Un formulaire de signature lors de l'élection présidentielle 2007. REUTERS/Eric Gaillard.

Un formulaire de signature lors de l'élection présidentielle 2007. REUTERS/Eric Gaillard.

[CARTE+INFOGRAPHIE] Selon nos calculs sur les scrutins de 1995, 2002 et 2007, certaines zones sont plus «généreuses» ou plus «radines» que d'autres avec les petits candidats.

La récolte des 500 signatures nécessaires pour se présenter à la présidentielle, c’est comme la cueillette des champignons: il faut connaître les bons coins. Alors que la période d’envoi officiel des formulaires au Conseil constitutionnel s’est ouverte avec la publication au Journal officiel, vendredi 24 février, du décret de convocation des électeurs, nous avons voulu savoir quelles étaient les régions les plus «généreuses» et «radines» en parrainages, à l’aide d’une carte et d’une infographie.

Pour cela, on ne peut que s’appuyer sur des données à la fois partielles et substantielles: pour chaque candidat sont tirés au sort et publiés au JO 500 noms de parrains, qu’il en ait obtenu 501 ou 5.000. Un tirage au sort légèrement orienté, puisqu’il se fait de façon à ce que les conditions géographiques d’obtention (au moins trente départements représentés, pas plus de 10% des signatures venant d’un seul département) soient vérifiées.

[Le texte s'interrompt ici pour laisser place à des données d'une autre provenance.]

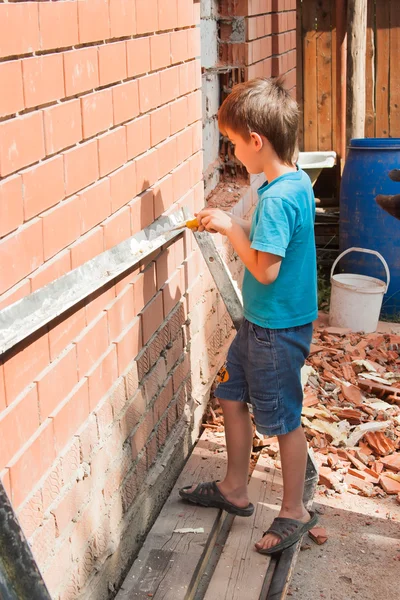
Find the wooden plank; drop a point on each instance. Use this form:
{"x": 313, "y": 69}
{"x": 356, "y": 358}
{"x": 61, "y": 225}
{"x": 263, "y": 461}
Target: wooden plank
{"x": 357, "y": 37}
{"x": 241, "y": 569}
{"x": 370, "y": 72}
{"x": 310, "y": 75}
{"x": 382, "y": 71}
{"x": 299, "y": 70}
{"x": 324, "y": 75}
{"x": 334, "y": 76}
{"x": 394, "y": 73}
{"x": 168, "y": 562}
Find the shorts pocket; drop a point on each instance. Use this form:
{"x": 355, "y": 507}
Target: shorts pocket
{"x": 262, "y": 335}
{"x": 265, "y": 403}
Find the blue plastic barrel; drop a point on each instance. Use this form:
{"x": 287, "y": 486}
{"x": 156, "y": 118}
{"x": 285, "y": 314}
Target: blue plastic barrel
{"x": 365, "y": 224}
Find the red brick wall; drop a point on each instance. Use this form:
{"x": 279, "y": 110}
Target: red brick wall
{"x": 100, "y": 133}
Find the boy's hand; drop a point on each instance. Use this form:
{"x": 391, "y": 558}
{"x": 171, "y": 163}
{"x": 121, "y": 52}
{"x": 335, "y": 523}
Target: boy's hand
{"x": 214, "y": 220}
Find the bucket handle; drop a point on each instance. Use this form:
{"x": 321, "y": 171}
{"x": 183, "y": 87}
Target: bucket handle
{"x": 366, "y": 252}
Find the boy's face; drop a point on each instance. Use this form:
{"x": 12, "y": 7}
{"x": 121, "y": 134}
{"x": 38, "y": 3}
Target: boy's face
{"x": 248, "y": 151}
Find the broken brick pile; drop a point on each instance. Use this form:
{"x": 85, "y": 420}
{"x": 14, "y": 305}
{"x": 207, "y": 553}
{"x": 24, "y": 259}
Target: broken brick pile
{"x": 351, "y": 412}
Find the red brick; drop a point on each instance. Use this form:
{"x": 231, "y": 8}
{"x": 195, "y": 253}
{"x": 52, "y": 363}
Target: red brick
{"x": 122, "y": 18}
{"x": 81, "y": 167}
{"x": 146, "y": 170}
{"x": 172, "y": 291}
{"x": 169, "y": 85}
{"x": 184, "y": 144}
{"x": 138, "y": 136}
{"x": 57, "y": 381}
{"x": 181, "y": 179}
{"x": 21, "y": 253}
{"x": 15, "y": 153}
{"x": 159, "y": 125}
{"x": 149, "y": 92}
{"x": 196, "y": 168}
{"x": 102, "y": 376}
{"x": 91, "y": 344}
{"x": 146, "y": 16}
{"x": 58, "y": 22}
{"x": 112, "y": 63}
{"x": 5, "y": 479}
{"x": 144, "y": 287}
{"x": 152, "y": 317}
{"x": 31, "y": 463}
{"x": 43, "y": 78}
{"x": 81, "y": 71}
{"x": 163, "y": 195}
{"x": 11, "y": 205}
{"x": 125, "y": 101}
{"x": 12, "y": 96}
{"x": 61, "y": 226}
{"x": 112, "y": 150}
{"x": 21, "y": 17}
{"x": 160, "y": 51}
{"x": 141, "y": 434}
{"x": 165, "y": 264}
{"x": 62, "y": 126}
{"x": 167, "y": 14}
{"x": 97, "y": 112}
{"x": 138, "y": 56}
{"x": 96, "y": 302}
{"x": 128, "y": 344}
{"x": 142, "y": 211}
{"x": 117, "y": 228}
{"x": 87, "y": 247}
{"x": 94, "y": 204}
{"x": 65, "y": 329}
{"x": 167, "y": 156}
{"x": 185, "y": 13}
{"x": 70, "y": 415}
{"x": 121, "y": 313}
{"x": 30, "y": 514}
{"x": 123, "y": 186}
{"x": 50, "y": 271}
{"x": 194, "y": 42}
{"x": 93, "y": 20}
{"x": 179, "y": 46}
{"x": 17, "y": 424}
{"x": 43, "y": 186}
{"x": 194, "y": 106}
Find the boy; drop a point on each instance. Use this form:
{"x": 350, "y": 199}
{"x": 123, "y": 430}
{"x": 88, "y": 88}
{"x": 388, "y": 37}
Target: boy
{"x": 280, "y": 302}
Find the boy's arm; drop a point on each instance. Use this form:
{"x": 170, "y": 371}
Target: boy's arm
{"x": 262, "y": 265}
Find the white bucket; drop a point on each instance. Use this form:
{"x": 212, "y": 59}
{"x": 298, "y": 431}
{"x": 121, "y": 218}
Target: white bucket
{"x": 356, "y": 300}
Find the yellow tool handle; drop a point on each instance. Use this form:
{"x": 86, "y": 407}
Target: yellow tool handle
{"x": 192, "y": 223}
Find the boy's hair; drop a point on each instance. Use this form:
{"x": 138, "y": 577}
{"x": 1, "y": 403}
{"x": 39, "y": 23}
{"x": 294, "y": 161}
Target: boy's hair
{"x": 264, "y": 106}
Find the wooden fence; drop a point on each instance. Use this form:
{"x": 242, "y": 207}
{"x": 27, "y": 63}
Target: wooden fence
{"x": 316, "y": 74}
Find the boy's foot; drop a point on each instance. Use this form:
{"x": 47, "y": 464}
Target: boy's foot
{"x": 285, "y": 531}
{"x": 210, "y": 494}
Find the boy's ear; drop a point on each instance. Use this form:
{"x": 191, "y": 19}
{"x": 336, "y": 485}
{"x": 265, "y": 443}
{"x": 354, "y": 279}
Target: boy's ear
{"x": 257, "y": 141}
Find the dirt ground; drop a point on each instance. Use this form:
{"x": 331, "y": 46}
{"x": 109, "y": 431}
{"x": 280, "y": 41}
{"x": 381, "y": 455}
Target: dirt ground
{"x": 360, "y": 560}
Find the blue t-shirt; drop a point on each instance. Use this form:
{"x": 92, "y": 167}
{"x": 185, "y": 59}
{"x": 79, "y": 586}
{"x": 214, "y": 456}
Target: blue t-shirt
{"x": 283, "y": 224}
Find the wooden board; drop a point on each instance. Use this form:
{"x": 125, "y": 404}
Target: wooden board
{"x": 241, "y": 569}
{"x": 394, "y": 73}
{"x": 168, "y": 561}
{"x": 324, "y": 76}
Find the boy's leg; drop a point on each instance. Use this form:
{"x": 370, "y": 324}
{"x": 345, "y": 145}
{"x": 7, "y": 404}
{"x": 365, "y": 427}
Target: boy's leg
{"x": 293, "y": 453}
{"x": 239, "y": 435}
{"x": 239, "y": 438}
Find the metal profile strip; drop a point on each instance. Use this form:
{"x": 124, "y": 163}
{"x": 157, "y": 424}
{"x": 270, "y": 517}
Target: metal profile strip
{"x": 32, "y": 312}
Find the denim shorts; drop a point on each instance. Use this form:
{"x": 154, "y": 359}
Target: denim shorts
{"x": 263, "y": 369}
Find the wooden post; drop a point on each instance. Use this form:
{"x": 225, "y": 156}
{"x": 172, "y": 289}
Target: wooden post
{"x": 356, "y": 75}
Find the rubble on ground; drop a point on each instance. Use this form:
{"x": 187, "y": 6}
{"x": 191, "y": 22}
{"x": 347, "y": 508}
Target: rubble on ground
{"x": 351, "y": 412}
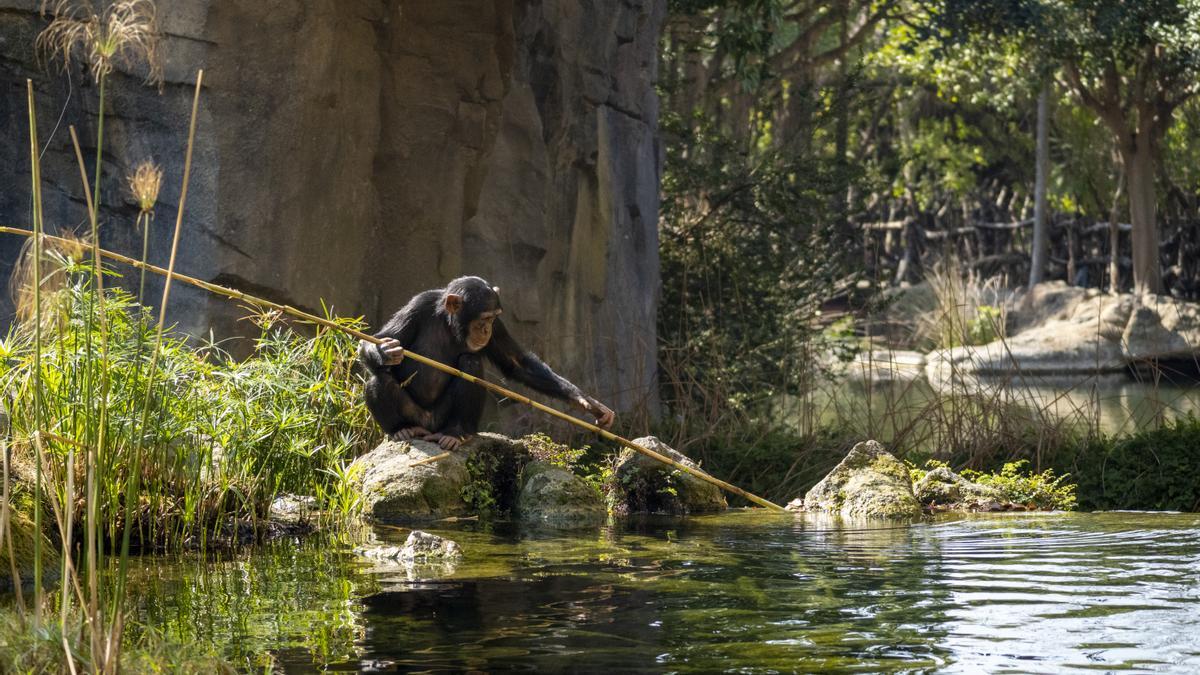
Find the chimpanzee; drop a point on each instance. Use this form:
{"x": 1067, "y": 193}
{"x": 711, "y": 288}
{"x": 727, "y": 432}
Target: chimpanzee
{"x": 457, "y": 326}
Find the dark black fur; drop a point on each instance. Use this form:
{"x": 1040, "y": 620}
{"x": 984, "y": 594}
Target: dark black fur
{"x": 412, "y": 394}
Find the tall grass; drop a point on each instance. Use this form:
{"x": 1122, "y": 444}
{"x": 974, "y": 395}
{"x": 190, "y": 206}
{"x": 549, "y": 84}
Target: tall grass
{"x": 144, "y": 438}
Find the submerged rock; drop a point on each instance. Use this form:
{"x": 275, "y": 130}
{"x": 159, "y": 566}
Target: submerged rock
{"x": 419, "y": 547}
{"x": 941, "y": 488}
{"x": 396, "y": 487}
{"x": 552, "y": 495}
{"x": 868, "y": 483}
{"x": 22, "y": 543}
{"x": 643, "y": 484}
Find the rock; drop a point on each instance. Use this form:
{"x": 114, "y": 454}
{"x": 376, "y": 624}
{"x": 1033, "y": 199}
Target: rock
{"x": 293, "y": 508}
{"x": 1162, "y": 328}
{"x": 420, "y": 547}
{"x": 551, "y": 495}
{"x": 887, "y": 365}
{"x": 394, "y": 489}
{"x": 1060, "y": 347}
{"x": 868, "y": 483}
{"x": 22, "y": 527}
{"x": 514, "y": 141}
{"x": 643, "y": 484}
{"x": 941, "y": 487}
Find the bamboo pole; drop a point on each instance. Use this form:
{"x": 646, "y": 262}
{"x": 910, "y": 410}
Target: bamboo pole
{"x": 234, "y": 294}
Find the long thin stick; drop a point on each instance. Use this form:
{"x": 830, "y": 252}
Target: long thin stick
{"x": 438, "y": 365}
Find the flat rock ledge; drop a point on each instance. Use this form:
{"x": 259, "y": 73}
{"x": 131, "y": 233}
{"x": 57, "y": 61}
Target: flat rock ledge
{"x": 868, "y": 483}
{"x": 402, "y": 482}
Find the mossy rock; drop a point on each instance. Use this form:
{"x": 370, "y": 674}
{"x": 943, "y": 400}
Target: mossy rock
{"x": 642, "y": 484}
{"x": 22, "y": 527}
{"x": 552, "y": 495}
{"x": 395, "y": 489}
{"x": 943, "y": 488}
{"x": 868, "y": 483}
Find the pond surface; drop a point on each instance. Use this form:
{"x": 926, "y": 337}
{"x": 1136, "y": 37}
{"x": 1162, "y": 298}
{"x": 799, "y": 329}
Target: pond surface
{"x": 744, "y": 591}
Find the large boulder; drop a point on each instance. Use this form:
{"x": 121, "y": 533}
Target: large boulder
{"x": 868, "y": 483}
{"x": 1162, "y": 328}
{"x": 397, "y": 483}
{"x": 552, "y": 495}
{"x": 941, "y": 488}
{"x": 646, "y": 485}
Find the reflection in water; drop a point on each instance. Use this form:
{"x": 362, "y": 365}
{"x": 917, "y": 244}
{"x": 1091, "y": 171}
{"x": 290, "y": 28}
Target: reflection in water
{"x": 749, "y": 591}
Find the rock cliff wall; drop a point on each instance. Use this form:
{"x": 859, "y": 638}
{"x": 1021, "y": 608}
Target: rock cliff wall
{"x": 357, "y": 151}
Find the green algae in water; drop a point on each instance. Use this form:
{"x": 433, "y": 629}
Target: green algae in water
{"x": 743, "y": 590}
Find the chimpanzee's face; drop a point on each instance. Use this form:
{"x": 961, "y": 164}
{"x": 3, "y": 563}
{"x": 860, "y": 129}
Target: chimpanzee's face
{"x": 480, "y": 332}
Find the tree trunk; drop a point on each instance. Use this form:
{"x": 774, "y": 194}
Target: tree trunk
{"x": 1115, "y": 233}
{"x": 1147, "y": 270}
{"x": 1041, "y": 234}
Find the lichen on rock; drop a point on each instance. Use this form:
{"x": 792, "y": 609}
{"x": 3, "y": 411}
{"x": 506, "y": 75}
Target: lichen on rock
{"x": 552, "y": 495}
{"x": 868, "y": 483}
{"x": 642, "y": 484}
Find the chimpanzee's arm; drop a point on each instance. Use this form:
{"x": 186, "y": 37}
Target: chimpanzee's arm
{"x": 401, "y": 327}
{"x": 525, "y": 366}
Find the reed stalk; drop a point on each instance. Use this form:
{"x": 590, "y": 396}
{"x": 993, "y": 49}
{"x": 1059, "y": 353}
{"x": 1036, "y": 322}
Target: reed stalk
{"x": 36, "y": 175}
{"x": 136, "y": 470}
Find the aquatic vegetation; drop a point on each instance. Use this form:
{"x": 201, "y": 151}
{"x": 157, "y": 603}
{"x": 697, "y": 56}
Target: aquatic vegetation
{"x": 60, "y": 647}
{"x": 1155, "y": 469}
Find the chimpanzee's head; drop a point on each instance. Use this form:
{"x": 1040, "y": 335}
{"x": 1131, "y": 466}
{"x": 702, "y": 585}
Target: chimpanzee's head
{"x": 471, "y": 306}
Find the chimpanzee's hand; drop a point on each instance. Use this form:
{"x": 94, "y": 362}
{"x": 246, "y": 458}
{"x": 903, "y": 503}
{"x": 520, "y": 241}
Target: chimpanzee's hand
{"x": 448, "y": 442}
{"x": 391, "y": 352}
{"x": 604, "y": 416}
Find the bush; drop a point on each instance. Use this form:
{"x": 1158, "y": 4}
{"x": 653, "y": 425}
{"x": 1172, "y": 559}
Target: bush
{"x": 1156, "y": 469}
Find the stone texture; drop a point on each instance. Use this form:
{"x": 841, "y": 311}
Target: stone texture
{"x": 943, "y": 488}
{"x": 887, "y": 365}
{"x": 358, "y": 151}
{"x": 553, "y": 496}
{"x": 643, "y": 484}
{"x": 394, "y": 489}
{"x": 868, "y": 483}
{"x": 22, "y": 529}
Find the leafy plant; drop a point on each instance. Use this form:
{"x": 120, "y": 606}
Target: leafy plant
{"x": 1020, "y": 485}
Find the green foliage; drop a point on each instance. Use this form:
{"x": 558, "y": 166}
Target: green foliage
{"x": 1018, "y": 484}
{"x": 35, "y": 651}
{"x": 544, "y": 448}
{"x": 917, "y": 472}
{"x": 1156, "y": 469}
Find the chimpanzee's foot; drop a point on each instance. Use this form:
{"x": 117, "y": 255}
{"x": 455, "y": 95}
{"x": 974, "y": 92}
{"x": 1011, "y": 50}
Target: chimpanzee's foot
{"x": 445, "y": 441}
{"x": 409, "y": 434}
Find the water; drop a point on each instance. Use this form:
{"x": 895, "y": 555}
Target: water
{"x": 742, "y": 591}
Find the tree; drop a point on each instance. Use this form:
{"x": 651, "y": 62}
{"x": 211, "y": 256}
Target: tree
{"x": 1132, "y": 64}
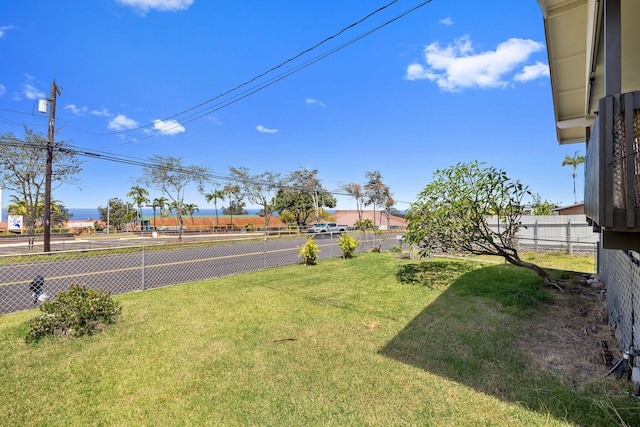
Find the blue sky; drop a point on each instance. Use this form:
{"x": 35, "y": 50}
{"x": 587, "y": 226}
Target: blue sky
{"x": 452, "y": 81}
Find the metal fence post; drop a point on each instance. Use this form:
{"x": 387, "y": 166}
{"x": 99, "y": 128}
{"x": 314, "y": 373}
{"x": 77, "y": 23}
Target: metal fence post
{"x": 569, "y": 245}
{"x": 143, "y": 281}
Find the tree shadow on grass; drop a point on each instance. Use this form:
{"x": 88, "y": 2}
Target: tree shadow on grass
{"x": 470, "y": 335}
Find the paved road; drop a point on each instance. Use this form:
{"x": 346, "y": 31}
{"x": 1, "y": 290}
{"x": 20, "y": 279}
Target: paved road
{"x": 154, "y": 267}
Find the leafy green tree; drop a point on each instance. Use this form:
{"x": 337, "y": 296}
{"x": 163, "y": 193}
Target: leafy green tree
{"x": 574, "y": 161}
{"x": 388, "y": 207}
{"x": 451, "y": 213}
{"x": 59, "y": 214}
{"x": 214, "y": 195}
{"x": 259, "y": 189}
{"x": 541, "y": 207}
{"x": 302, "y": 196}
{"x": 159, "y": 203}
{"x": 117, "y": 213}
{"x": 189, "y": 209}
{"x": 357, "y": 192}
{"x": 22, "y": 170}
{"x": 376, "y": 192}
{"x": 234, "y": 194}
{"x": 171, "y": 177}
{"x": 139, "y": 196}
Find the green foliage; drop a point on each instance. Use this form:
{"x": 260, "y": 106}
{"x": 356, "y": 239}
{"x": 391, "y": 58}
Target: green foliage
{"x": 309, "y": 252}
{"x": 451, "y": 213}
{"x": 348, "y": 245}
{"x": 76, "y": 312}
{"x": 118, "y": 212}
{"x": 541, "y": 207}
{"x": 302, "y": 197}
{"x": 365, "y": 225}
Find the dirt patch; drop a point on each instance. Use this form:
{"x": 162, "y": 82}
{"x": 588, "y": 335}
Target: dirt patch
{"x": 572, "y": 337}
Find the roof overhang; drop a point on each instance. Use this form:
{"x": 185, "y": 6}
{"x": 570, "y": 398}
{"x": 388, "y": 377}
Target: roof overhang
{"x": 572, "y": 31}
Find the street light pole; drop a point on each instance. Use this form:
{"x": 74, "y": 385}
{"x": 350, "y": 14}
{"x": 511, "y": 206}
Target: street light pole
{"x": 49, "y": 168}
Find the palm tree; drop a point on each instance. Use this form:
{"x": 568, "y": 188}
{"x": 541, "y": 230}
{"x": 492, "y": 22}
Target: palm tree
{"x": 215, "y": 195}
{"x": 17, "y": 206}
{"x": 574, "y": 161}
{"x": 190, "y": 209}
{"x": 161, "y": 203}
{"x": 139, "y": 196}
{"x": 233, "y": 192}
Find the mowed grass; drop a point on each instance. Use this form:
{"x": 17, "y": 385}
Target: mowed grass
{"x": 374, "y": 340}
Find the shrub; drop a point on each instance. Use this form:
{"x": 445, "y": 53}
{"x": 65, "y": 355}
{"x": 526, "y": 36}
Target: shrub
{"x": 309, "y": 252}
{"x": 76, "y": 312}
{"x": 348, "y": 245}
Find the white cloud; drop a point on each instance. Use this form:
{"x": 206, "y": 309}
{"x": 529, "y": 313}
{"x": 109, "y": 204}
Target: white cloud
{"x": 214, "y": 120}
{"x": 4, "y": 29}
{"x": 263, "y": 129}
{"x": 457, "y": 66}
{"x": 32, "y": 92}
{"x": 532, "y": 72}
{"x": 74, "y": 109}
{"x": 311, "y": 101}
{"x": 104, "y": 112}
{"x": 161, "y": 5}
{"x": 122, "y": 122}
{"x": 170, "y": 127}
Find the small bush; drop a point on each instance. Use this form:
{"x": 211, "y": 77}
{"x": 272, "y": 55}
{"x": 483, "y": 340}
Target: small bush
{"x": 309, "y": 252}
{"x": 348, "y": 245}
{"x": 79, "y": 311}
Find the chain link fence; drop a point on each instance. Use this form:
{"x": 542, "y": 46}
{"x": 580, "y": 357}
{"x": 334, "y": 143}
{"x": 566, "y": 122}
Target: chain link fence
{"x": 134, "y": 267}
{"x": 620, "y": 271}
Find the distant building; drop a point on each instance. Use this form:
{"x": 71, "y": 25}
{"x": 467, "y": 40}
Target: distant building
{"x": 349, "y": 217}
{"x": 577, "y": 209}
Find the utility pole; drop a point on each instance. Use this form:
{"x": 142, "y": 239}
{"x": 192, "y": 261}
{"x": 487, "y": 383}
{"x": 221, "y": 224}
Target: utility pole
{"x": 48, "y": 171}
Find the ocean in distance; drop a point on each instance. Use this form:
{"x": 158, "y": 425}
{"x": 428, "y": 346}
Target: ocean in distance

Depuis la première application de la loi sur les parrainages, en 1981, pour 81.365 parrainages validés, seulement 28.000 ont donc été publiés, soit un peu plus de 34%.

Interrogé par Slate.fr sur la répartition géographique de l’ensemble des parrainages, et non des simples parrainages publiés, le Conseil constitutionnel a répondu que «les […] données dont la loi ne prévoit pas la publication ne sont pas communiquées» et nous a renvoyé vers les informations disponibles sur son site.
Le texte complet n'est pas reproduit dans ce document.